Une autre raison explique l’importance qu’a prise progressivement la mise en scène : l’existence exponentielle d’un répertoire dont l’origine s’éloigne de plus en plus dans le temps, qui rend impossible une approche totalement naïve de ses chefs-d’œuvre et exige une interprétation, une « lecture » renouvelée. Il ne s’agit plus seulement de « fédérer » les différents éléments hétéroclites qui composent la représentation, mais d’établir un texte ancien dans l’absolu présent de la représentation théâtrale. La mise en scène implique donc nécessairement le choix des relations que le spectacle va entretenir avec le public : distance, distanciation, illusion, adhésion, etc. Acte interprétatif global et acte créatif simultanément, la mise en scène s’est imposée, au cours du XXe siècle, dans une rivalité croissante avec l’art individuel de l’acteur (parfois réduit, dans la ligne d’une interprétation littérale des textes de Gordon Craig, au statut de marionnette) et avec l’écriture dramatique qu’elle a parfois totalement remplacée (c’est le cas chez Bob Wilson, Roméo Castel-lucci ou Carles Santos).
modalisation. On parle de fait de modalisation lorsque le locuteur nuance son adhésion au contenu de son énoncé. Ce marquage évaluatif peut prendre des formes diverses : il peut s’agir, par exemple, d’adverbes tels que «peut-être», «probablement», «vraiment»..., de compléments énonciatifs comme « d’après moi », « sauf erreur »... ou de termes impliquant une position subjective. Dans un récit en focalisation interne, les modalisateurs sont attribués au personnage focalisant : il la trouva franchement laide. Elle lui déplut, enfin (L. Aragon, Aurélien).
modernité. Terme apparu au XIXe siècle avec plusieurs acceptions différentes : 1. Synonyme de la période que les historiens nomment les Temps modernes et qui s’étend de la fin du Moyen Age à l’époque contemporaine (sens attesté dès 1823 chez Balzac. Il serait commode d’écrire en ce cas le mot avec une majuscule). 2. Caractère de ce qui est moderne, par opposition à ce qui est ancien, traditionnel ou permanent (« La vulgarité, la modernité de la douane [...] contrastaient avec l’orage, la porte gothique, le son du cor et le bruit du torrent », Chateaubriand, Mémoires d’outre-tombe, 4e partie, épisode en date du 19 mai 1833). 3. Au xxe siècle, l’approfondissement de la réflexion sur l’époque moderne conduit à combiner ces deux sens : modernité peut désigner tout ce qui fait la spécificité de l’époque moderne, dans le domaine technique mais aussi culturel, philosophique, voire anthropologique.
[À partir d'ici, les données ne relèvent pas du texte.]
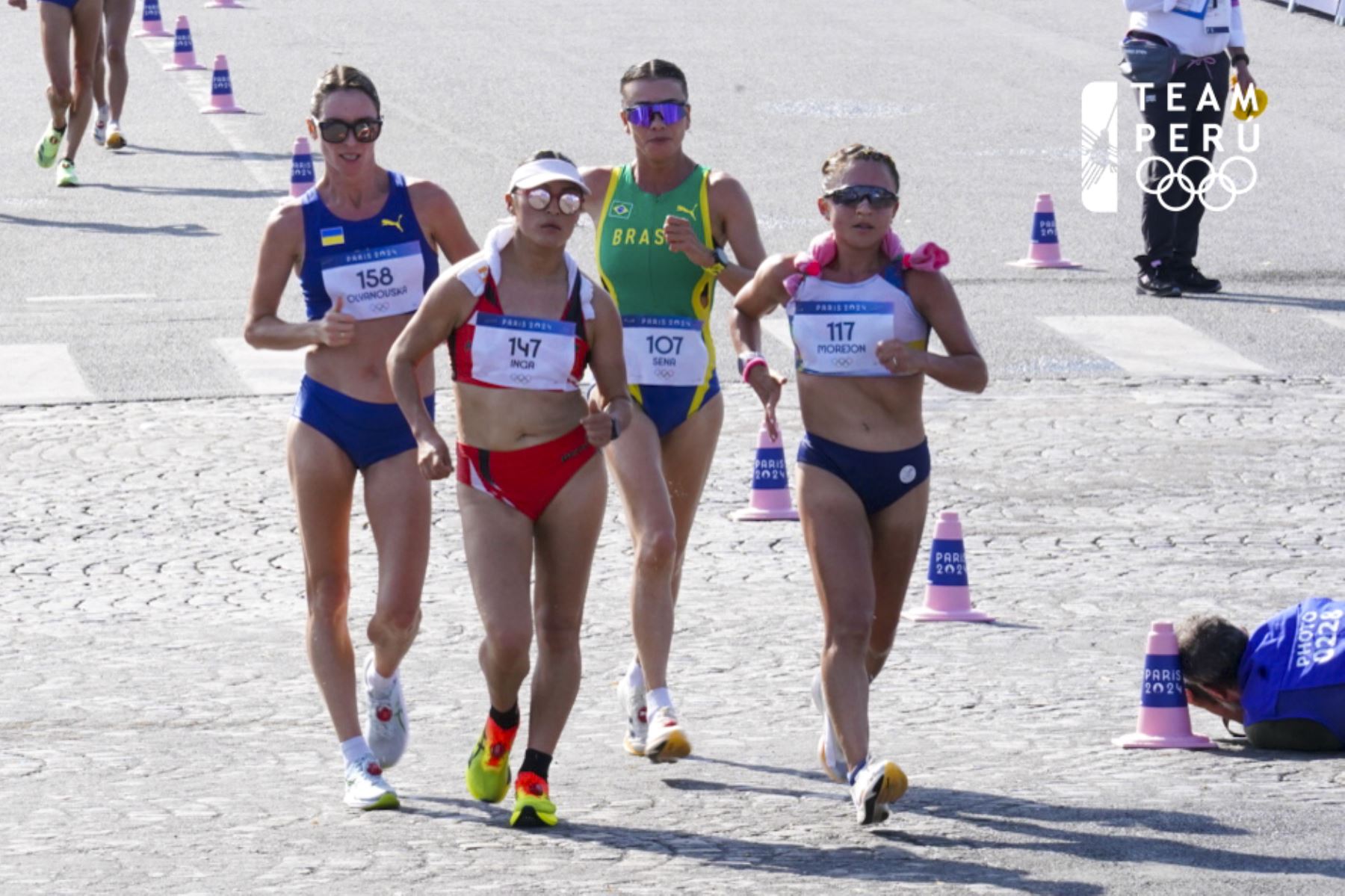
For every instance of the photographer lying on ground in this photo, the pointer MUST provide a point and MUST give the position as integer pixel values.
(1284, 684)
Au sens le plus général, la modernité peut alors être définie comme la condition historique de l’homme moderne, condition que l’anthropologue Georges Ballandier caractérise par « le mouvement, plus l’incertitude ». 4. Cependant, l’importance de la notion de modernité en littérature et en esthétique provient du sens particulier que Baudelaire a donné à ce mot, encore senti comme un néologisme à son époque.
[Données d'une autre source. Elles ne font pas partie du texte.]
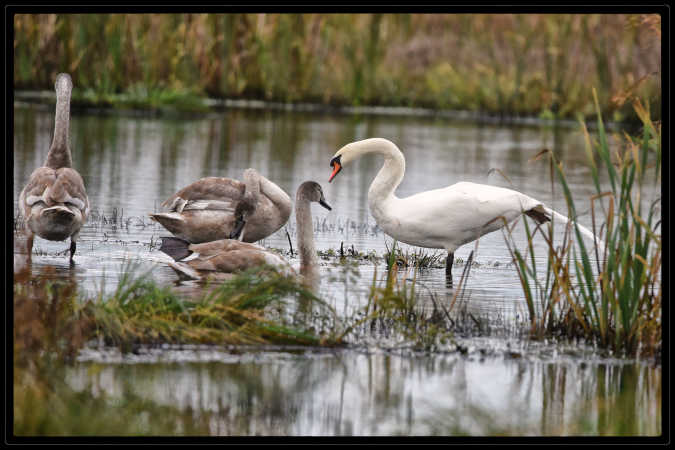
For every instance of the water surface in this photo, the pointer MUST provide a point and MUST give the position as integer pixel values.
(131, 164)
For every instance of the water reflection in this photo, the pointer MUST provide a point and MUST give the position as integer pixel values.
(131, 164)
(345, 393)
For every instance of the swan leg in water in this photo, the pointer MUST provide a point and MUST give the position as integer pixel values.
(448, 268)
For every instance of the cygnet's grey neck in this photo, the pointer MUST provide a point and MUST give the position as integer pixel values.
(305, 230)
(59, 152)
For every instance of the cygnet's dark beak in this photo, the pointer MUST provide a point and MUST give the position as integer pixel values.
(323, 203)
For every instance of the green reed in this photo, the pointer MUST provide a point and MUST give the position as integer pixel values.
(610, 293)
(537, 64)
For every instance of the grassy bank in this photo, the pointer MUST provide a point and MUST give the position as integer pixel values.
(611, 294)
(537, 64)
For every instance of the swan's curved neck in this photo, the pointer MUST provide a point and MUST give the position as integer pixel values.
(390, 175)
(276, 195)
(59, 152)
(305, 237)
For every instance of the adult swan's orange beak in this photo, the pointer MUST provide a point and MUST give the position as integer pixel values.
(337, 167)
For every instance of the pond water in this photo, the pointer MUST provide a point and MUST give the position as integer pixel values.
(131, 164)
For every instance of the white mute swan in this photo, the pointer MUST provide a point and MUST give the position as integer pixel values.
(54, 202)
(224, 256)
(214, 208)
(441, 218)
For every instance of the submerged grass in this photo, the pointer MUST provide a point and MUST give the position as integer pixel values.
(612, 293)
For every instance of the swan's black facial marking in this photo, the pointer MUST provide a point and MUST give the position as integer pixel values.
(336, 165)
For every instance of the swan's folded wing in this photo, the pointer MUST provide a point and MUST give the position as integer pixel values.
(69, 188)
(232, 261)
(209, 188)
Dans son opuscule sur Le Peintre de la vie moderne (1863, écrit en 1860), Baudelaire définit la modernité comme ce qui passe avec la mode, mais dont l’artiste ne peut se dispenser de tenir compte ; c’est « le transitoire, le fugitif, le contingent, la moitié de l’art, dont l’autre moitié est l’éternel et l’immuable ». Il serait donc vain de vouloir cerner cette modernité par des traits permanents, repérables une fois pour toutes. La modernité est au contraire ce qui change, « l’estampille que le temps imprime à nos sensations » (Baudelaire), « une fonction du temps » (Aragon, 1929), « la faculté de présent » (Meschonnic, 1988). En faisant de la modernité « la moitié de l’art », Baudelaire, le premier, donne au mot un contenu esthétique positif. L’émergence de la notion en 1860 est certes en rapport avec le contexte historique général : développement de l’urbanisation, des chemins de fer, etc. Mais fondamentalement, Baudelaire délie cette notion d’une époque particulière : « Il y a eu une modernité pour chaque peintre ancien ». Il refuse de privilégier le moderne ou l’ancien (« Emporte-moi wagon ! Enlève-moi frégate ! » : bon exemple de la mise en parallèle, sur un même plan de valeur, d’une réalité ancienne et d’une nouveauté contemporaine de l’auteur). C’est dire que la modernité baudelairienne n’est pas le modernisme. Ce mot connote un choix délibéré en faveur du moderne ou du plus récent et une valorisation systématique de l’innovation. C’est le fait des avant-gardes, que l’on se gardera de confondre avec la modernité. Avec le décadentisme (et dans une certaine mesure le naturalisme) de la fin du XIXe siècle, on peut même parler d’une « modernité anti-moderniste », le monde contemporain étant perçu d’une manière à la fois aiguë et largement négative. 5. Au pluriel, modernités peut désigner à l’occasion des réalités, comportements ou sentiments propres à l’époque moderne (Jean Lorrain, Modernités, 1885). Mais dans la critique contemporaine, ce pluriel renvoie en général aux esthétiques nécessairement diverses qui résultent, dans la perspective baudelairienne, du caractère fugace de la modernité elle-même.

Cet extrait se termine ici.